Does this mean that "Je fais de la cuisine" and "Je cuisine" are synonyms?  Is there any difference between these two expressions?


----------



## Maître Capello

I would never say, _Je fais de la cuisine_. That sounds odd.

_Je fais la cuisine._ = I do the cooking.
_Je cuisine._ = I'm cooking / I cook.


----------



## zapspan

Merci, Maître Capello.  I was basing my question partially on what LART01 said above in #5.  But in terms of Je fais la cuisine vs. Je cuisine, I'm not sure I understand the difference as you've outlined it.  Are you saying that "Je fais la cuisine" cannot mean that the speaker is cooking right now?


----------



## Maître Capello

Actually, both _je cuisine_ and _je fais la cuisine_ can mean "I'm cooking." There is little difference between "I'm cooking" and "I do the cooking." The same is true in French.


----------



## zapspan

Merci, Maître Capello.


----------



## Reynald

C'est surtout au sens figuré que l'on trouve ce _de.
En ce moment, les partis politiques font de la cuisine électorale._


----------



## Maître Capello

Je dirais plutôt que c'est lorsque le mot _cuisine_ est *qualifié*.

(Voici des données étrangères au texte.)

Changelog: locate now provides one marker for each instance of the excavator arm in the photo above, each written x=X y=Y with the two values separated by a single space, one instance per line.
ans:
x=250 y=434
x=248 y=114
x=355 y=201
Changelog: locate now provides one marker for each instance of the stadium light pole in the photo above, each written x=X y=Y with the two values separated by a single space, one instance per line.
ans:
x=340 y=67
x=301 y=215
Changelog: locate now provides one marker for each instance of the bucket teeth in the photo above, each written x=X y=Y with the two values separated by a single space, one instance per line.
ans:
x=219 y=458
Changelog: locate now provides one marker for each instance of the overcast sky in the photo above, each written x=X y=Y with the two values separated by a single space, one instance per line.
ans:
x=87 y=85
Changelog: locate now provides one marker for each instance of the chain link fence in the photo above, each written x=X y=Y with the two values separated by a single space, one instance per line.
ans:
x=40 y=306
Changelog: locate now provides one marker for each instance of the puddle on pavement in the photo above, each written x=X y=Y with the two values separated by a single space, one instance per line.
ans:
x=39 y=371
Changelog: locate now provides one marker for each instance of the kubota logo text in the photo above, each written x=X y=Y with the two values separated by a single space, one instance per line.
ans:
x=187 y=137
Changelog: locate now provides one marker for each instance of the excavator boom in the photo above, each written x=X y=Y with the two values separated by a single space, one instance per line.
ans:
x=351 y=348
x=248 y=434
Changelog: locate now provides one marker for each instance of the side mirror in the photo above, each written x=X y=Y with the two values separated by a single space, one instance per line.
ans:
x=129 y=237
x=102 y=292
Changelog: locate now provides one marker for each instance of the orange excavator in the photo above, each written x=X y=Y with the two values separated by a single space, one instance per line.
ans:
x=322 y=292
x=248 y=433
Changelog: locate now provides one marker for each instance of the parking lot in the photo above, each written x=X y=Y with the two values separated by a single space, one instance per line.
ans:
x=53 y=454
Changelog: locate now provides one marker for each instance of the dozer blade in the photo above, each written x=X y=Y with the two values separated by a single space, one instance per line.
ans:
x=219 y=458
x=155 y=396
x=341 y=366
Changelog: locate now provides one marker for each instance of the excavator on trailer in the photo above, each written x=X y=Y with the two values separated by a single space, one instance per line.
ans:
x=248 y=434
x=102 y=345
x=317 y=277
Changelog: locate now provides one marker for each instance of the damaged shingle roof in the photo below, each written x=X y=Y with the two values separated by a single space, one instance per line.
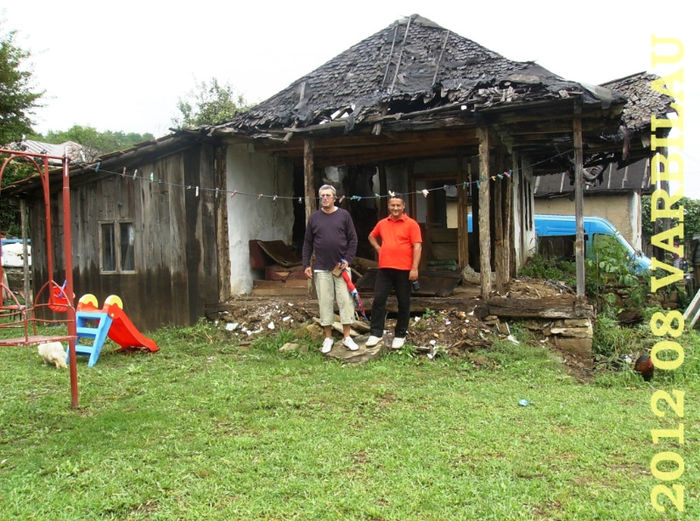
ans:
x=411 y=65
x=642 y=100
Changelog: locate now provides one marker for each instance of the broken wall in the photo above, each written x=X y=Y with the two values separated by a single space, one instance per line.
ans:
x=250 y=217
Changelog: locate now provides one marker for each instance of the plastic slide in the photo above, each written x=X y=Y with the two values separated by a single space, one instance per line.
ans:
x=122 y=331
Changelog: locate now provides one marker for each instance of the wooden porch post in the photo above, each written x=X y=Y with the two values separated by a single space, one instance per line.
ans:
x=578 y=192
x=484 y=212
x=498 y=257
x=309 y=190
x=223 y=258
x=309 y=196
x=462 y=227
x=508 y=226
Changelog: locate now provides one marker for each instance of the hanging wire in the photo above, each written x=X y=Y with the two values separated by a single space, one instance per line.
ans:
x=217 y=192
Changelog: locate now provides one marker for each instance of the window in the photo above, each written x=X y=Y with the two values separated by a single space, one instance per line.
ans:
x=117 y=246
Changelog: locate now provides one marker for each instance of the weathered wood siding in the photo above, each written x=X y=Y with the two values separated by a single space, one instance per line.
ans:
x=175 y=250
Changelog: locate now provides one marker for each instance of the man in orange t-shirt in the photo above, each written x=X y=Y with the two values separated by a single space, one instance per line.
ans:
x=398 y=242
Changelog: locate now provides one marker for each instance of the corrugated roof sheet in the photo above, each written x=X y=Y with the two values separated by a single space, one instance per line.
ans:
x=633 y=177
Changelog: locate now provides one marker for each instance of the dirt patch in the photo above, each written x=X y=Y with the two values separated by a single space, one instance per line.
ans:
x=456 y=330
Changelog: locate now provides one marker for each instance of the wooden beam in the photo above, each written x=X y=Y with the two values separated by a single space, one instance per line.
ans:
x=462 y=227
x=578 y=191
x=223 y=259
x=508 y=226
x=382 y=209
x=484 y=212
x=309 y=189
x=498 y=256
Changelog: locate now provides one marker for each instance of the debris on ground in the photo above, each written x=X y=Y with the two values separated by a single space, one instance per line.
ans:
x=459 y=331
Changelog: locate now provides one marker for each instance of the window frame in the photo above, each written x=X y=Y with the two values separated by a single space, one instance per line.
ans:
x=116 y=225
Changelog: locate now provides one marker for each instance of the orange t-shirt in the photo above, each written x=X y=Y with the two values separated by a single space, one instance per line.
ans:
x=397 y=240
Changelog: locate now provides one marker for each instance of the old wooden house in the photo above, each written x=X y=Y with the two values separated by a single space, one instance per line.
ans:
x=414 y=108
x=614 y=190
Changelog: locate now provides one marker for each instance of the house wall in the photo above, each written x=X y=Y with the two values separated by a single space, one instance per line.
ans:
x=517 y=235
x=622 y=210
x=527 y=198
x=250 y=172
x=175 y=272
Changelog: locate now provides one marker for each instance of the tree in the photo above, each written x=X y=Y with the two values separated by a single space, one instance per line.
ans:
x=94 y=142
x=208 y=104
x=17 y=99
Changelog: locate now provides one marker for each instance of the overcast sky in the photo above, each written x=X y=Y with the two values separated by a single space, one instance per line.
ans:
x=122 y=66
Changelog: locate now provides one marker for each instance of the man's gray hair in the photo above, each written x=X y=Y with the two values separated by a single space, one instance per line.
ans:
x=327 y=187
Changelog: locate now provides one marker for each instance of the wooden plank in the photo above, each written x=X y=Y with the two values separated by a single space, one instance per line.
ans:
x=499 y=259
x=561 y=306
x=462 y=228
x=484 y=205
x=309 y=188
x=508 y=227
x=223 y=260
x=279 y=287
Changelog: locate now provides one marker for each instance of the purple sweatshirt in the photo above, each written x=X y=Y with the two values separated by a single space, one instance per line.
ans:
x=331 y=236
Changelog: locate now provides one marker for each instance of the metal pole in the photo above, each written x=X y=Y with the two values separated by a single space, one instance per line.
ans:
x=68 y=261
x=578 y=191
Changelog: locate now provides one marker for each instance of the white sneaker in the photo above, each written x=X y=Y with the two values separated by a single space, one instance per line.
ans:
x=350 y=344
x=327 y=345
x=372 y=341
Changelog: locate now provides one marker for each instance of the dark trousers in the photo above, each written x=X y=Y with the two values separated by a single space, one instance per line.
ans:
x=388 y=278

_faire de la cuisine *électorale*
faire de la cuisine *française*
faire de la cuisine *moléculaire*_


----------



## Reynald

Ah, en effet ! (Trop lu d'articles sur les élections ces jours-ci. )


----------



## zapspan

Merci à tous de vos suggestions.


----------



## lesaucisson

Quelle est la raison grammaticale ? Pourquoi l'absence de "de" dans faire la cuisine alors qu'on dit faire du vélo ?

Merci,


----------



## Bezoard

Mais on dit _"faire la vaisselle, faire le ménage, faire la poussière (familier), faire les lits, ..."_


----------



## lesaucisson

pourquoi? et pourquoi "faire de la cuisine suédoise" est possible? Merci


----------



## Bezoard

Je ne sais pas ! C'est comme ça ! Il faut apprendre les constructions conformes à l'usage. 
Peut-être que quelqu'un d'autre en saura plus.


----------



## olivier68

Je sèche aussi à trouver une explication "générale". J'ai l'impression que c'est à voir au cas par cas.
Et :  "_faire de la cuisine suédoise_" ne vient pas simplifier l'affaire ;-)


----------



## Locape

Voir post #12 : quand la cuisine est qualifiée avec un complément, pas au sens général.


----------